By Catharin Shepard • Staff writer • A Raeford City Council member filed a challenge last Thursday against a candidate running for the city mayor’s office, questioning whether he meets one of the requirements to seek election.
Council member Wayne Willis filed a challenge July 29 against Raeford mayoral candidate Chris Parker, who announced his campaign for the office last month.
“The challenge is a question to his residency,” Hoke County Board of Elections Director Towanna Dixon wrote in an email.
Parker filed to run against incumbent Raeford Mayor John K. McNeill, who is seeking his fifth four-year term in office this year in the municipal elections.
Parker said Monday that he plans to respond to the challenge.
“Absolutely, without question I meet the requirements,” he said.
His legal address is in Raeford, but his wife and children live elsewhere in Hoke County, Parker said.
When Parker filed with the Board of Elections to run for mayor, he provided the address of 418 West Sixth Avenue in Raeford. That address is the location of a building owned by Abundant Life Ministries, according to the Hoke County tax office map system.
Parker is the senior pastor of Abundant Life Ministries. Sixteen years ago, he purchased the church chapel from Raeford Evangelical Methodist Church. He later renovated the building across the street at 418 West Sixth Avenue, turning it into the church’s parsonage, he said.

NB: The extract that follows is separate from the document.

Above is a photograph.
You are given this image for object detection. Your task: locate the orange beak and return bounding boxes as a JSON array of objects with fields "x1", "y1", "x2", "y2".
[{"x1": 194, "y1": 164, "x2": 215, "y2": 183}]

To answer the challenge, Parker will have to attend a hearing and provide evidence to prove he meets the residency requirements. The hearing is set for 1 p.m. Thursday in the Pratt Building on Main Street in Raeford.
“Once challenged, the burden is on the candidate to show by a preponderance of the evidence that he or she is qualified to be a candidate for the office,” Dixon wrote in an email. “If the challenge is based upon a question of residency, the candidate must show all of the following: 1. An actual abandonment of the first domicile, coupled with an intent not to return to the first domicile; 2. The acquisition of a new domicile by actual residence at another place; and 3. The intent of making the newer domicile a permanent domicile.”
The Hoke Board of Elections held a special meeting Monday afternoon to discuss the challenge and set the date and time for the hearing.
At the hearing the panel can receive evidence from any person with information concerning the subject of the challenge, and can consider evidence such as affidavits, supporting documents or witness testimony. The board chairperson or any two members of the panel can choose to issue subpoenas for witnesses or documents. Each witness has to be placed under oath before testifying, according to the hearing procedures.
After the hearing, the panel shall “render a written decision within 20 business days after the challenge is filed and serve that written decision on the parties.”
Parker called the residency challenge a “frivolous attempt” to disqualify him from seeking office.
“It is my intention to run a fair, honest race. There’s nothing nefarious about my address and I really want to make that clear,” he said. “That when I initially moved to Hoke County so that I could eventually run for office, when I spoke with the North Carolina State Board Of Elections, our local Board of Elections, I did everything they told me to do to make sure that I was legal to run for this office, prior to me submitting my paperwork to run for the office of mayor of Raeford.”
Willis, an incumbent member of the city council, is seeking reelection unopposed in the 2021 municipal election. Fellow incumbent council member Charles Allen is also running unopposed for Raeford City Council. The city offices up for election, both mayor and council, are nonpartisan.